Regular, Ongoing Sound Monitoring
Sound level meters and dosimeters are two important elements of an effective hearing conservation program. Sound level meters measure sound intensity at a specific moment, while dosimeters measure a person’s average exposure to noise over a period of a time. Employers can monitor and record sound levels throughout the workplace to help employees understand areas where the risk of hearing loss may be higher.
An effective hearing conservation program includes taking a baseline audiogram, which takes place 14 hours or more after the employee was last exposed to occupational noise. Following the baseline audiogram, annual audiograms should be performed to record any changes. These results should be analyzed and compared to previous tests to provide insights into how an employee’s hearing has changed. These changes are recorded as a Standard Threshold Shift (STS) if the loss is greater than a certain level.
An STS is a detectable change in hearing when compared to the baseline audiogram. If a shift is identified, an employer is required to inform the employee within 21 days and refer them to an audiologist for follow-up testing and possible treatment. This also is a good opportunity for both employers and employees to assess hearing protection methods and make any needed changes.

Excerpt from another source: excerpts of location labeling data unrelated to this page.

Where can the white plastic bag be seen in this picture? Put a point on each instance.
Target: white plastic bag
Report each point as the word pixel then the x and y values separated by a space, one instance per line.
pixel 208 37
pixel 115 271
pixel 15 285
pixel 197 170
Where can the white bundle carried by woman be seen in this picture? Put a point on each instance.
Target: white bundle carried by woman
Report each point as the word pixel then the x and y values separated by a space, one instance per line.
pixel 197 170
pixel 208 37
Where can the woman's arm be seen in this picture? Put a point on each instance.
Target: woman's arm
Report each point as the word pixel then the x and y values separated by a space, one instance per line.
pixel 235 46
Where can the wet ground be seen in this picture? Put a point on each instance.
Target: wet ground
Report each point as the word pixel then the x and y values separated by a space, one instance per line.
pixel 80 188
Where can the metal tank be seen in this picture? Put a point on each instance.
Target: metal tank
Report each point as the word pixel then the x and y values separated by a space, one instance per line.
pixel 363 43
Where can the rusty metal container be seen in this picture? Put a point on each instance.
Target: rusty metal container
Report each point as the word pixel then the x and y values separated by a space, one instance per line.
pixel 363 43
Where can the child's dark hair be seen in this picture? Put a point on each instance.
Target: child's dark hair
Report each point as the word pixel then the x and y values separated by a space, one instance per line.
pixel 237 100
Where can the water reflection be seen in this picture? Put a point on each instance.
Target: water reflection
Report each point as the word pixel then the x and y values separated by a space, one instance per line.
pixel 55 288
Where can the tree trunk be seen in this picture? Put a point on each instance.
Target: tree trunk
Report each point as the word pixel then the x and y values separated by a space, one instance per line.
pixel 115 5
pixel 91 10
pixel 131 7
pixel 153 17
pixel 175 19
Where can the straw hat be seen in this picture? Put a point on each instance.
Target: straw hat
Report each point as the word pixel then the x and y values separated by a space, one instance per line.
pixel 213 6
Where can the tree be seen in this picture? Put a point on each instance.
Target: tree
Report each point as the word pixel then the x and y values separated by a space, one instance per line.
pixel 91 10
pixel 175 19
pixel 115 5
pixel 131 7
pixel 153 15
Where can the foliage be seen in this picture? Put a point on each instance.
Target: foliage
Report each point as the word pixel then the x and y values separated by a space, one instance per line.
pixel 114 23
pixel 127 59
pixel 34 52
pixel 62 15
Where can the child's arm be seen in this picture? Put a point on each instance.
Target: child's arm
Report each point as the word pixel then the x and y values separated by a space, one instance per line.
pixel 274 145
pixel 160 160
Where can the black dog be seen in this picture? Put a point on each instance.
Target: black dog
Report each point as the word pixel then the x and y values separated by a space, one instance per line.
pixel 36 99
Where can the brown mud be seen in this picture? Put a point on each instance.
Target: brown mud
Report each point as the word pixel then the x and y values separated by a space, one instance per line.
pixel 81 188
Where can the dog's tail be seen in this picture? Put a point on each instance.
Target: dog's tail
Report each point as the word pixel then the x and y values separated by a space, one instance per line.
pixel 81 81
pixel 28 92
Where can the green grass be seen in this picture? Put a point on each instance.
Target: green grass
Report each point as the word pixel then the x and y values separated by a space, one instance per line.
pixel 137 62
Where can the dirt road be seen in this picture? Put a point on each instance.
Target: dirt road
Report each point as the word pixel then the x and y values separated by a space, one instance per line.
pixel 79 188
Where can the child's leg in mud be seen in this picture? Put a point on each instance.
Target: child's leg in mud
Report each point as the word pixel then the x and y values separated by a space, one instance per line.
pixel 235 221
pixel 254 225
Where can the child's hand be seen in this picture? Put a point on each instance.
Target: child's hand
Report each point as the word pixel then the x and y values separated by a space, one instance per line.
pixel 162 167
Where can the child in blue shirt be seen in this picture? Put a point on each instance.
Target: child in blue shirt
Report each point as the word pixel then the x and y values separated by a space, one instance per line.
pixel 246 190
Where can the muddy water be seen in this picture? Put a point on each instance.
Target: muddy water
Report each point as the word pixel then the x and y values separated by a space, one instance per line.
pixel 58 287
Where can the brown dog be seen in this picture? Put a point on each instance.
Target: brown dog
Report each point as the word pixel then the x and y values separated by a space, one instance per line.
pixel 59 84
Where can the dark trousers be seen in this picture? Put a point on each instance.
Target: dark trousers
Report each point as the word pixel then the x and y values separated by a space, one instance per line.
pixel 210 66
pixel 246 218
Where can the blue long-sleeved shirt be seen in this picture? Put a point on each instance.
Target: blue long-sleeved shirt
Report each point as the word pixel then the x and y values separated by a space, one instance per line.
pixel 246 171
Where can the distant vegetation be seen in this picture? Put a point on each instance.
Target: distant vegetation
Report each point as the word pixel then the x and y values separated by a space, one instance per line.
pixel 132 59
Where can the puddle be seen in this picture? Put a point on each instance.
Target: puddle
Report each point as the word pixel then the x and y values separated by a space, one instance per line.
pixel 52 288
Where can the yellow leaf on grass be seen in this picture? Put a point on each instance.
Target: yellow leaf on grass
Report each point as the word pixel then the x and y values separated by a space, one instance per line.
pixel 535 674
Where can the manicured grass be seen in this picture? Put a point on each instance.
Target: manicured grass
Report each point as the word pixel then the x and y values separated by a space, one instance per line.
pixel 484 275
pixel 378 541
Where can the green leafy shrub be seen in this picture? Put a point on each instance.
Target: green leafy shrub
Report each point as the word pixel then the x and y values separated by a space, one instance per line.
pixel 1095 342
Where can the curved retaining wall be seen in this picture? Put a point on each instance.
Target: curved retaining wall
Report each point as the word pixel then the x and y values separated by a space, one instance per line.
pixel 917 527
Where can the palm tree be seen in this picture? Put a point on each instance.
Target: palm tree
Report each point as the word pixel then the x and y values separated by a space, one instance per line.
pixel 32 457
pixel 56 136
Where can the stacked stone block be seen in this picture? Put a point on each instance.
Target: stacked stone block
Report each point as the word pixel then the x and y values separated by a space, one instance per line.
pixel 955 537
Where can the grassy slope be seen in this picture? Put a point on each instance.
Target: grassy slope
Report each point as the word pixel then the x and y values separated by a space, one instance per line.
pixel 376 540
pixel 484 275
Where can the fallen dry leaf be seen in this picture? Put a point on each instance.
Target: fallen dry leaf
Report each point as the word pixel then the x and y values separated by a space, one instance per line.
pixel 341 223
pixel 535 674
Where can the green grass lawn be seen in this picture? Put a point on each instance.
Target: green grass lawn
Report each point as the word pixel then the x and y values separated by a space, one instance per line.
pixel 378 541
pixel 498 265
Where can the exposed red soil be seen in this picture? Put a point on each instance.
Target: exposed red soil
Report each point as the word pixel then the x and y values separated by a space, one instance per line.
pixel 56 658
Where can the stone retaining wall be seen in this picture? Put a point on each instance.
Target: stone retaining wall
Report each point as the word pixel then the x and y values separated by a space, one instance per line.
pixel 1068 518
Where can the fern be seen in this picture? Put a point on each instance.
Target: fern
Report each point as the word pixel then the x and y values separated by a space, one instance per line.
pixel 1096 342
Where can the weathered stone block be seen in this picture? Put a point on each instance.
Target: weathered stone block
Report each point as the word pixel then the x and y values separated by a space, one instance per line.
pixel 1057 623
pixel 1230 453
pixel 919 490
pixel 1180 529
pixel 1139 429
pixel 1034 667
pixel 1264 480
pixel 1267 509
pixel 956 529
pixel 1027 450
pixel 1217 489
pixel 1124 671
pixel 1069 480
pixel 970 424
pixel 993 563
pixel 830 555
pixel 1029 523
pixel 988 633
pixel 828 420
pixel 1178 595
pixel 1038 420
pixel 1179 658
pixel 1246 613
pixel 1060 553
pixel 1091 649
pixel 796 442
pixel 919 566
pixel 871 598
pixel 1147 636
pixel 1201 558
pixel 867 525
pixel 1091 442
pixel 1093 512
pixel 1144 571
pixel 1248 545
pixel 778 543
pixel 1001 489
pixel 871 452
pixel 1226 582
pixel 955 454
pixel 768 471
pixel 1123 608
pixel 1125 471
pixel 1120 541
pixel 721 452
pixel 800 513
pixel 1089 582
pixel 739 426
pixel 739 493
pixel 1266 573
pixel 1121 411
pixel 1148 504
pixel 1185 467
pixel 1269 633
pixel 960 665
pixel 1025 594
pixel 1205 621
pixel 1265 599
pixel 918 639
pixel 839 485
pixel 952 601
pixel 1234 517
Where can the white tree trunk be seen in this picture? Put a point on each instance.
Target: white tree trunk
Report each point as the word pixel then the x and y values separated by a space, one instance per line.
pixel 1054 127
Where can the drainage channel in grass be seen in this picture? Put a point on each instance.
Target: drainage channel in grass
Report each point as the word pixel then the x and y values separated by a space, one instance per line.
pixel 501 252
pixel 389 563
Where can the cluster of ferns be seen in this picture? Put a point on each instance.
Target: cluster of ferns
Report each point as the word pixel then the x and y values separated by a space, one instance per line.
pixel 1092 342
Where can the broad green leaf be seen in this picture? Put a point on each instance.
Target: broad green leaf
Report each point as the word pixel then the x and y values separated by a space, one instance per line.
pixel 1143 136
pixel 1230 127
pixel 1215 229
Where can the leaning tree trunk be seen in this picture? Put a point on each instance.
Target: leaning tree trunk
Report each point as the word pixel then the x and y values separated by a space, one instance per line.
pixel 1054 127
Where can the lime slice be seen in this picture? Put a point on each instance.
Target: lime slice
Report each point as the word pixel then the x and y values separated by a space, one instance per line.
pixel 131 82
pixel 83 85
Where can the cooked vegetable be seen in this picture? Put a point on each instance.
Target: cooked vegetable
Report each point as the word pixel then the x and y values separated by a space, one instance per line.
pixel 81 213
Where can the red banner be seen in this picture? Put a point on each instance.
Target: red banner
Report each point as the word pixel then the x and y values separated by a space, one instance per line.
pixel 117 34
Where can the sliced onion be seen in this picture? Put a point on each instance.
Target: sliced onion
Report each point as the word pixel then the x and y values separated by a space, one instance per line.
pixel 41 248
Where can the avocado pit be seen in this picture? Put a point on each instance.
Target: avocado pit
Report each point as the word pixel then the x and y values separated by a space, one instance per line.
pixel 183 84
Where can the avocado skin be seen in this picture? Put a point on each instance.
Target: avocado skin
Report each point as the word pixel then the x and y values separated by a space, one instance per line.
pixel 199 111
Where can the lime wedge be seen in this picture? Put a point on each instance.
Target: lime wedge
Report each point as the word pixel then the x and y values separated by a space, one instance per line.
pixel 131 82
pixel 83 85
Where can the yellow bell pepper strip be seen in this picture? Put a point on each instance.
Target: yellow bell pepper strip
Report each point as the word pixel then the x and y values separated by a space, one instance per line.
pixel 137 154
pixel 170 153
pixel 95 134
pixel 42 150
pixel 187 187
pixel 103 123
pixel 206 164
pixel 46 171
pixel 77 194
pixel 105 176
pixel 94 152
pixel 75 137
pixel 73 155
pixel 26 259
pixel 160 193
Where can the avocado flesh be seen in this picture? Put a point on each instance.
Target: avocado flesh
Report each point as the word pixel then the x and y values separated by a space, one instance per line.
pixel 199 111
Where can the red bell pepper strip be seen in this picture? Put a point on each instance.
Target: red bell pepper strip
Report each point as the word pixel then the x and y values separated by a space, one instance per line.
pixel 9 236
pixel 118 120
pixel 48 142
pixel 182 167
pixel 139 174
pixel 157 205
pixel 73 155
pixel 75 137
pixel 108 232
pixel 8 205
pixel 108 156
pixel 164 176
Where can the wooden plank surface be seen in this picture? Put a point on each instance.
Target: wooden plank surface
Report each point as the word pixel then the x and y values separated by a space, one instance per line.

Training workers is another essential step to educating a workforce about the risks associated with hearing loss and the importance of prevention. At a minimum, employers should conduct an annual noise training with all employees, but regular reminders throughout the year are also recommended. For example, hanging educational posters and noise maps, which highlight decibel levels throughout the workplace, is a great way to remind employees throughout the year to take steps to mitigate hearing damage.
It can also be helpful to offer one-on-one educational sessions with individual employees who may be exposed to louder noises on a regular basis.
In addition to monitoring and training, employers must also provide workers with suitable equipment to protect hearing while at work. In fact, this is an OSHA requirement for workplaces where the noise levels meet or exceed 85 dB.
There are a wide variety of options when it comes to hearing protective devices and employers can often find several appropriate options that fit the needs of employees and the workplace. Examples include earplugs and earmuffs that come in a wide variety of different styles, like disposable and reusable, to fit employers’ and employees’ preferences.